Des jeunes issus de dix-sept établissements scolaires d’Antananarivo ont été sensibilisés hier sur la santé sexuelle et reproductive.
Vicieux, pervers et tabous, quelques mots utilisés par la société malgache pour qualifier la santé sexuelle et reproductive, ou la sexualité en général. Une façon de voir les choses que les Malgaches n’arrivent pas à garder pour eux et qui se manifeste dans leur quotidien. Mais surtout durant les actions de sensibilisation communautaire sur la sexualité des jeunes menées par les organisations de la société civile œuvrant dans le domaine de la santé. Ce que Ando Randrianandrasana, responsable communautaire auprès du projet Santé sexuelle et reproductive, médecin du Monde a confirmé lors de la sensibilisation de masse sur la santé sexuelle et de la reproduction à Ampefiloha hier : « Les consultations publiques menées au niveau de cents fokontany d’Antananarivo nous ont permis d’observer que les parents d’un certain âge ont du mal à discuter de sexualité en général. La gêne se manifeste le plus lorsqu’il s’agit de leur faire comprendre qu’il faut parler de sexualité avec leurs enfants, que c’est aux parents de leur expliquer ce qu’il faut savoir sur la sexualité : le fait que c’est naturel, les risques et comment les éviter ». Outre la gêne, il y aurait également un certain refus chez les parents d’admettre et d’accepter l’idée que leurs enfants peuvent avoir une vie et des activités sexuelles. « Sur les consultations menées, beaucoup de parents ont eu du mal à accepter que leurs enfants sont en âge d’avoir des activités sexuelles » note Ando Randrianandrasana. Avant d’interpeller sur la nécessité pour les parents et les enfants d’avoir des discussions saines, se déroulant dans le respect mutuel, claires et instructives sur la question de santé sexuelle et reproductive. « Il faut en discuter parce que c’est naturel, et qu’un jour ou l’autre les enfants feront le passage vers les activités sexuelles. Les conseils des parents ou encore des médecins sont mille fois meilleurs que ce qu’on peut apprendre des sources telles que les vidéos pornographiques ou encore les idées reçues des amis » a noté notre interlocutrice.

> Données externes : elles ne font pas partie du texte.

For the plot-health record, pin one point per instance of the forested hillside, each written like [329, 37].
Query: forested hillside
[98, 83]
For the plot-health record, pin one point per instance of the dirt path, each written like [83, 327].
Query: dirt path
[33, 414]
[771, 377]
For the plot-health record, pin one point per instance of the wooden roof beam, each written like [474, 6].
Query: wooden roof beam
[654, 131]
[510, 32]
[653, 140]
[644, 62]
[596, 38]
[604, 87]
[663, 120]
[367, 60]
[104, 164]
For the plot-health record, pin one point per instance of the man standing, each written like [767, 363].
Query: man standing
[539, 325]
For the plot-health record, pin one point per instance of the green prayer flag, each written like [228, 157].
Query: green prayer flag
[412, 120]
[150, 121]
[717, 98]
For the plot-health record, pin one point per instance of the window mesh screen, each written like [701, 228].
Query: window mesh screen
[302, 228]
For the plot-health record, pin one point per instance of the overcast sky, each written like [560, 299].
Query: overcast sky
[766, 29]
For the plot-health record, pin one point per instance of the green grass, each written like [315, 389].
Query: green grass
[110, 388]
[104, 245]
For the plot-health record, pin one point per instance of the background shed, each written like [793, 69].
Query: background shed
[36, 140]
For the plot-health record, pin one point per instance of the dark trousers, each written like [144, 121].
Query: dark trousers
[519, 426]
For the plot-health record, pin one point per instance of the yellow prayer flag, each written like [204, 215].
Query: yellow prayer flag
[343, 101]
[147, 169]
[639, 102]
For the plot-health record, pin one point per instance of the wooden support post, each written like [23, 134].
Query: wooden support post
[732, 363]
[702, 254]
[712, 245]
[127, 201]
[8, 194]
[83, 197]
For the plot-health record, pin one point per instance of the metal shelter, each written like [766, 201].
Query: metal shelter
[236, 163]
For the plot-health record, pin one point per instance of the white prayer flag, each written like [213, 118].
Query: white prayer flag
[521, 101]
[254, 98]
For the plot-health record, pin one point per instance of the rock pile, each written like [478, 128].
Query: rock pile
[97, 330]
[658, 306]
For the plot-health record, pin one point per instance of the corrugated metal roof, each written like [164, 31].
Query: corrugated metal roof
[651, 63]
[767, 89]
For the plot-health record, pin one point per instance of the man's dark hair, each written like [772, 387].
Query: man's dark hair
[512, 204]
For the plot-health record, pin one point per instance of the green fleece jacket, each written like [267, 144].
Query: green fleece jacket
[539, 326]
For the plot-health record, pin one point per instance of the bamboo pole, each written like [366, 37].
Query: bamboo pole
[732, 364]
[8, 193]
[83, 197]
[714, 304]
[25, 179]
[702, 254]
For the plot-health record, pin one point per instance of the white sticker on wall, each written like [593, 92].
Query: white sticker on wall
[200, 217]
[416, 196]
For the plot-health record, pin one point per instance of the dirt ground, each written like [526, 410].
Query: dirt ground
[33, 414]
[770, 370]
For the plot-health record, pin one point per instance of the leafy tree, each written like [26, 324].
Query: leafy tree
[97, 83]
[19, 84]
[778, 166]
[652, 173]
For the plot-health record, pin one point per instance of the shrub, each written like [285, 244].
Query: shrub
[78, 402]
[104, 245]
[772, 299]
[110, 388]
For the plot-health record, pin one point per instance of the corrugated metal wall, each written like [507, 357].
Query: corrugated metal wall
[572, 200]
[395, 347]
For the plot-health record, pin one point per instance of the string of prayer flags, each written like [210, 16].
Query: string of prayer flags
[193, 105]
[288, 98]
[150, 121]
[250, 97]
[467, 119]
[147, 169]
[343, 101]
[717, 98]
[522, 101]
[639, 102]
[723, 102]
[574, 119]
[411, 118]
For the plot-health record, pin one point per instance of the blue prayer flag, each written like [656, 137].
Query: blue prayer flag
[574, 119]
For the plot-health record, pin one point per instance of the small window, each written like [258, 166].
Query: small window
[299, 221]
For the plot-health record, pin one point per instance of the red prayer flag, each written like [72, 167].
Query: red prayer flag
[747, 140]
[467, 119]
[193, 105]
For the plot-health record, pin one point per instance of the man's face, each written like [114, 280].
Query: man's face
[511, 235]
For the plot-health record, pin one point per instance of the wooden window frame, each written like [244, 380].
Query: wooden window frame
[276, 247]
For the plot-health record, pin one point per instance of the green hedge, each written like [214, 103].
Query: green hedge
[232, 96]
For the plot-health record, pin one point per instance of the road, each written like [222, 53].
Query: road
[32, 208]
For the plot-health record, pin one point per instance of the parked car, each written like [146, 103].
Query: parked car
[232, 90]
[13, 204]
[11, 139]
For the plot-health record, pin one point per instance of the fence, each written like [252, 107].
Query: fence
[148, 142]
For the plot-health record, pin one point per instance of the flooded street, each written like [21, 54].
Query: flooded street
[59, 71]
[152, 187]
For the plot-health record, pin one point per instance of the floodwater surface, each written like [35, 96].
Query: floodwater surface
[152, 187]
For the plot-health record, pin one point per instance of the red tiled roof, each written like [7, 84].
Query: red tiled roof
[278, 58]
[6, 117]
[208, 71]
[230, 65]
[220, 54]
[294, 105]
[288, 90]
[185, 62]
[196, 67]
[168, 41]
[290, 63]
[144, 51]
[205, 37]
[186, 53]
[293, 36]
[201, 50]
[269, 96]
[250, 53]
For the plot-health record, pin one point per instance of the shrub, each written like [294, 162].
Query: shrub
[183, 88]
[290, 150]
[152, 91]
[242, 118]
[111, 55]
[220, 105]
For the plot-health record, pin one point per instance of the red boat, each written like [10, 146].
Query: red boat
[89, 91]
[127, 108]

Réalité. Si l’inexistence de discussion entre parents et jeunes ou encore la difficulté pour les parents d’aborder la question de la sexualité à leurs enfants tiendraient du poids de la culture, leurs conséquences sont désastreuses sur l’avenir et la vie des jeunes. « Le manque considérable d’éducation sexuelle entraîne la hausse incessante du taux de grossesse précoce. Cela a également un impact considérable sur l’âge du premier rapport sexuel chez les jeunes » souligne Ando Randrianandrasana. Les statistiques de l’enquête MICS 2018 ou Enquête par grappe à indicateurs multiples fait savoir – au niveau national – que « 36% des femmes âgées de 20 à 49 ans ont eu une naissance vivante avant l’âge de 18 ans ». Ladite enquête également d’indiquer que 23% des femmes de 20 à 24 ans ont eu une naissance avant l’âge de 18 ans. Un pourcentage correspondant aux femmes habitant les zones urbaines tandis que le taux est de 40% en milieu rural. De telles statistiques placent Madagascar – selon le classement World Atlas 2015 – au 13e rang des pays à avoir un taux de prévalence de la grossesse précoce le plus élevé au monde. Une situation inquiétante dont la première façon d’y remédier serait une implication des parents dans l’éducation sexuelle de leurs enfants.